A group of engineers from MIT were asked to design a windshield for airplanes that could withstand the impact of geese crashing into it. When they finally invented what they thought was the right kind of glass, they had to devise a realistic method for testing it. So they came up with the plan of installing the new windshield on a train and then shooting a dead turkey, the kind you get at a supermarket, onto the moving train through a bazooka-like device. The speed of the moving train and the speed and weight of the turkey reproduced perfectly the impact of a goose on a flying airplane’s windshield. The experiment was so successful that a group of engineers, this time from Harvard, sought to reproduce it. This time, however, the windshield shattered and the rushing turkey almost decapitated the train’s driver. When the MIT engineers heard of this, they asked the Harvard engineers to describe exactly what they had done. After reading the description of the Harvard experiment, the MIT engineers sent back a single sentence message: “Defrost the turkey!”
Improbable as it seems, my friend’s e-mail got me thinking about why I write young-adult books. What if our world is such that at an early age we begin to shield ourselves from its pain and even its beauty by erecting impenetrable windshields? What if what really matters in our lives, the gladness in our heart and the world’s great need, can only be found in that pain and in that beauty, which our self-created shields now prevent us from fully perceiving? Wouldn’t one of the world’s deep needs be to create something that shatters the windshield of the banal, of all those values and worldly ambitions that keep us from experiencing the wonder of being unique and alive and burdened with purpose? And if so, how do you break through the barrier that protects us but also slowly smothers our heart’s breath? Maybe art can do that. Before the windshield fully hardens, at an age when our capacity to feel is heightened, before the numbing fully sets in, a book can break through and plant the questions that will burn and unsettle until they are answered, or at least attended to.
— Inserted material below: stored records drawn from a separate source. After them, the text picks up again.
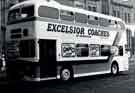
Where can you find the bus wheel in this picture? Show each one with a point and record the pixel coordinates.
(114, 69)
(66, 74)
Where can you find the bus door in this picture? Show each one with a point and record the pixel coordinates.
(47, 58)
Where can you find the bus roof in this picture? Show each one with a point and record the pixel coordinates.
(57, 5)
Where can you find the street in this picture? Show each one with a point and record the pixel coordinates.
(123, 83)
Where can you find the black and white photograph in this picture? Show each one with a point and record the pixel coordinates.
(67, 46)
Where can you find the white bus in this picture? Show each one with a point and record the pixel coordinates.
(47, 40)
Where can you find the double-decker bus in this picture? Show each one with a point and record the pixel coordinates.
(47, 40)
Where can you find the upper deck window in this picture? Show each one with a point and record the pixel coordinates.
(67, 15)
(104, 22)
(27, 11)
(93, 20)
(20, 13)
(48, 12)
(80, 18)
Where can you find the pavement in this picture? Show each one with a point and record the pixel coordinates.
(123, 83)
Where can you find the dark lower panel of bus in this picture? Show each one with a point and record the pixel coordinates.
(47, 58)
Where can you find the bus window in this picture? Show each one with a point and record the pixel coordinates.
(82, 50)
(104, 22)
(27, 11)
(48, 12)
(105, 50)
(94, 50)
(67, 15)
(68, 50)
(112, 24)
(92, 20)
(80, 18)
(27, 48)
(121, 50)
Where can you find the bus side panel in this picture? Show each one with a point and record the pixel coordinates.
(90, 68)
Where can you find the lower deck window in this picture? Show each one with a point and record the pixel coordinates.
(27, 48)
(68, 50)
(82, 50)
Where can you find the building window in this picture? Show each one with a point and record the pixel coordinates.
(105, 6)
(92, 8)
(129, 18)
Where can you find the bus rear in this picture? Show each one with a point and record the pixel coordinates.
(21, 41)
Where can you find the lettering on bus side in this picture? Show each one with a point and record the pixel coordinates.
(65, 29)
(77, 30)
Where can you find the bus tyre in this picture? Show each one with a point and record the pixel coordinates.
(66, 74)
(114, 69)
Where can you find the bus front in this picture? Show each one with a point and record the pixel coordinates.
(21, 52)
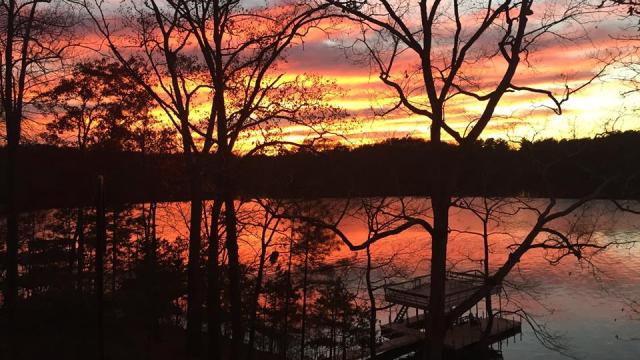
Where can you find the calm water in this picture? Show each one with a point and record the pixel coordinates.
(587, 305)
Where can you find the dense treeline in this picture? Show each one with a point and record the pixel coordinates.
(53, 177)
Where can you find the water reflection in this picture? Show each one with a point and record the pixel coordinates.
(582, 307)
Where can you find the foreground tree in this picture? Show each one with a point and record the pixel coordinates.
(226, 92)
(441, 73)
(33, 37)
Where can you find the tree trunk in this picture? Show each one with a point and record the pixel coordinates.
(254, 302)
(11, 282)
(234, 273)
(194, 296)
(100, 250)
(285, 330)
(372, 310)
(80, 250)
(213, 296)
(114, 253)
(304, 298)
(440, 201)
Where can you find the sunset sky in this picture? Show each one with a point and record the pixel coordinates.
(586, 113)
(553, 63)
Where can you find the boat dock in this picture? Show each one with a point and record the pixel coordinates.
(407, 333)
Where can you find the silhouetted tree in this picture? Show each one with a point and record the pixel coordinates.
(235, 73)
(33, 37)
(441, 72)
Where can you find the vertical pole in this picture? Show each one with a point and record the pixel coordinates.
(100, 249)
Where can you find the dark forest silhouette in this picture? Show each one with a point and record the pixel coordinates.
(564, 169)
(187, 107)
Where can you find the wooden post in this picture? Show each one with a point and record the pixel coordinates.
(100, 250)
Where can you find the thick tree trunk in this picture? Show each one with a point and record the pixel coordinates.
(304, 298)
(100, 250)
(254, 302)
(437, 326)
(114, 253)
(372, 309)
(194, 288)
(234, 273)
(487, 300)
(11, 282)
(440, 201)
(152, 266)
(285, 326)
(213, 296)
(80, 250)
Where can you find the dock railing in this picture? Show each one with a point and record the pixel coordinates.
(405, 292)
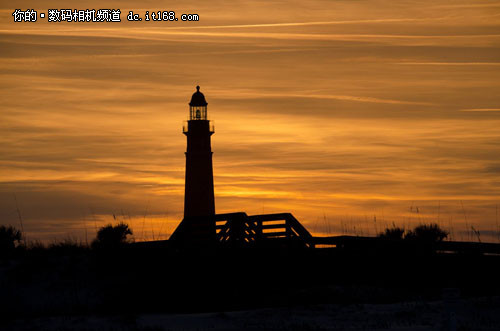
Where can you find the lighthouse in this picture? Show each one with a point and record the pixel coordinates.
(199, 185)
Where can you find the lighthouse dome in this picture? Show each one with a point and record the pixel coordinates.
(198, 99)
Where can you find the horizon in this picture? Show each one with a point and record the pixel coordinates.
(352, 116)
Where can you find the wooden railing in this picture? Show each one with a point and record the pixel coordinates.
(241, 228)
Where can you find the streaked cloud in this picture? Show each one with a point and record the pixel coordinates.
(349, 114)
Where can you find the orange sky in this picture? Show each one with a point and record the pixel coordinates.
(337, 111)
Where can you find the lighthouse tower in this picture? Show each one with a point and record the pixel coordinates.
(199, 186)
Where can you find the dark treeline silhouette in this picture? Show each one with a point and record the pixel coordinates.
(426, 233)
(115, 275)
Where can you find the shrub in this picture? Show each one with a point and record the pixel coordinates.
(394, 233)
(110, 236)
(427, 233)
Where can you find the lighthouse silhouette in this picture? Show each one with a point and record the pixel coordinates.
(201, 227)
(198, 225)
(199, 187)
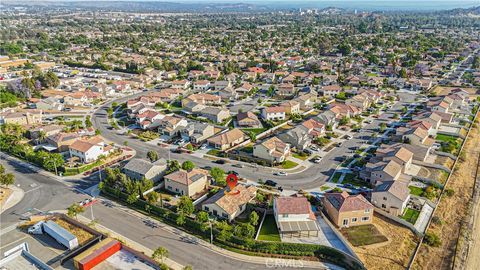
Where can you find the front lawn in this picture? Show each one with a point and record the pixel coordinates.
(302, 157)
(411, 215)
(336, 177)
(288, 164)
(363, 235)
(416, 190)
(269, 231)
(255, 131)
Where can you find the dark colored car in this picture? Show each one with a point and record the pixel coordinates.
(271, 183)
(219, 161)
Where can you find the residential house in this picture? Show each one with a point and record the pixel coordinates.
(391, 196)
(220, 85)
(187, 183)
(248, 120)
(294, 217)
(61, 141)
(285, 90)
(291, 107)
(315, 128)
(227, 139)
(197, 133)
(138, 169)
(346, 210)
(215, 114)
(230, 205)
(180, 84)
(88, 150)
(27, 117)
(331, 90)
(275, 113)
(382, 171)
(49, 104)
(273, 150)
(171, 126)
(297, 137)
(204, 99)
(201, 86)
Who am I? What am I supposed to do in this life? What matters?
How does art do that? How does it awaken us? For me it seems, the creation of that art involves tapping into the raw materials of my life, the losses and the joys, taking all that and “frosting” it with carefully and patiently constructed craft so that the end product has my flesh and blood, but it is also something more than me. It is art now, a mixture of my experience and of invention, of reality and imagination, of truth and beauty. […]
Is there such a thing as making a mistake in life? Absolutely. People take the wrong jobs for the wrong reason, they squander their talents, they live lives of quiet desperation never realizing who they truly are. But mistakes can be redeemed if we are willing. The wrong turn can take you to the right door, but then you have to open it and step in. I’m beginning to think that there’s no such thing as a wasted life. In ways that I am only barely beginning to fathom, every wrong decision is salvaged and used. The work of art that is our life is constantly shifting, adapting and changing to incorporate our mistakes and in the end what seemed wrong will be right, an indispensable part of the whole.
On the train ride home from my legal job and after I finish writing for the day, I say the same prayer [as in the morning], silently. “My Jesus, I offer you my work today, poor as it is. I know you will put it to good use.”